Dataset & Downloads
The full RudeBench dataset is open for research use. All files are JSONL (JSON Lines) format, UTF-8 encoded.
Available Files
prompts.jsonl 300 prompts (50 tasks x 6 tones) with metadata, dimensions, reference answers
Schema: id, task_id, domain, tone, prompt, word_count, dimensions, metadata
completions/{model}.jsonl (5 files, one per model) 600 completions per model (300 prompts x 2 runs) with responses, word counts, refusal status
Schema: prompt_id, task_id, response, word_count, finish_reason, refused, run, cost
judgments/{model}.jsonl (5 files, one per model) 1,200 behavioral + quality judge scores per model with evidence and reasoning
Schema: prompt_id, task_id, judge_type, scores, evidence, reasoning
judgments/{model}_vrb.jsonl (5 files, one per model) 600 VRB scores per model, computed from word counts
Schema: prompt_id, task_id, score (VRB = completion_wc / mean_neutral_wc x 100)

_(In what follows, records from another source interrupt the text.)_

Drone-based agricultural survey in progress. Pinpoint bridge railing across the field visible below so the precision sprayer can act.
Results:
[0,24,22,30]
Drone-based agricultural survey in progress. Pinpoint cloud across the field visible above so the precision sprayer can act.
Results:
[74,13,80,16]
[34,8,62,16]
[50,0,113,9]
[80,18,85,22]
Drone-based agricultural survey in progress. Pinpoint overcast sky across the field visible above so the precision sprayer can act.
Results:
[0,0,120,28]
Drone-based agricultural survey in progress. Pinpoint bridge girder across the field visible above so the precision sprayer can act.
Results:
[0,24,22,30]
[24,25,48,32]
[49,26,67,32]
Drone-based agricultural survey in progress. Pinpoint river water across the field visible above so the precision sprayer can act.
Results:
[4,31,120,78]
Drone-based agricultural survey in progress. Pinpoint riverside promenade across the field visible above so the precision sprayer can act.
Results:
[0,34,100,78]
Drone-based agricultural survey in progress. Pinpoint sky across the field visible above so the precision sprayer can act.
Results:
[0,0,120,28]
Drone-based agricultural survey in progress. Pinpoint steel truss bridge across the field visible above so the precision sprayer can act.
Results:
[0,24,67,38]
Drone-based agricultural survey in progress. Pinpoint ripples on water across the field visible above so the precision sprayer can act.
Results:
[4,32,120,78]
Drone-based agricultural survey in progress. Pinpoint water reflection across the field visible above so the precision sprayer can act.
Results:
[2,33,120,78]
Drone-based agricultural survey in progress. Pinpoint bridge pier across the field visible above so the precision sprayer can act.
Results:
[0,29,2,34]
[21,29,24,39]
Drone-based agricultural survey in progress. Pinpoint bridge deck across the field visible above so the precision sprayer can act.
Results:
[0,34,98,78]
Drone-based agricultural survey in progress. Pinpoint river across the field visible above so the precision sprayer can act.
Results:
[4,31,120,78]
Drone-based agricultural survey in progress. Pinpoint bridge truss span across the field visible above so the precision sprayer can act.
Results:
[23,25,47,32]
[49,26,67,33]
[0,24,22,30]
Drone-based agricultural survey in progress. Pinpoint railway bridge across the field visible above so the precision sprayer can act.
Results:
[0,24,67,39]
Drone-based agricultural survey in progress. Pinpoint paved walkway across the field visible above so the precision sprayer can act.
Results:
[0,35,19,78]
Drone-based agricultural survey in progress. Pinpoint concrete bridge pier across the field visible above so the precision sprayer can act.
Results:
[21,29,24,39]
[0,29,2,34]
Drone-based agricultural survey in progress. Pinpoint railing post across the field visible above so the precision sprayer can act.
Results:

Full dataset available on GitHub.
ID Conventions
prompt_id {domain}_{task_slug}_{tone} — e.g., coding_fibonacci_hostile
task_id {domain}_{task_slug} — groups 6 tone variants
Citation
@article{rudebench2026,
title={RudeBench: A Multi-Dimensional Behavioral Benchmark for Evaluating LLM Resilience Under Hostile Prompting Conditions},
author={[Author Names]},
year={2026},
url={https://rudebench.com},
note={Preprint}
}License
The RudeBench dataset is released for research use. Model outputs remain subject to each provider's terms of service.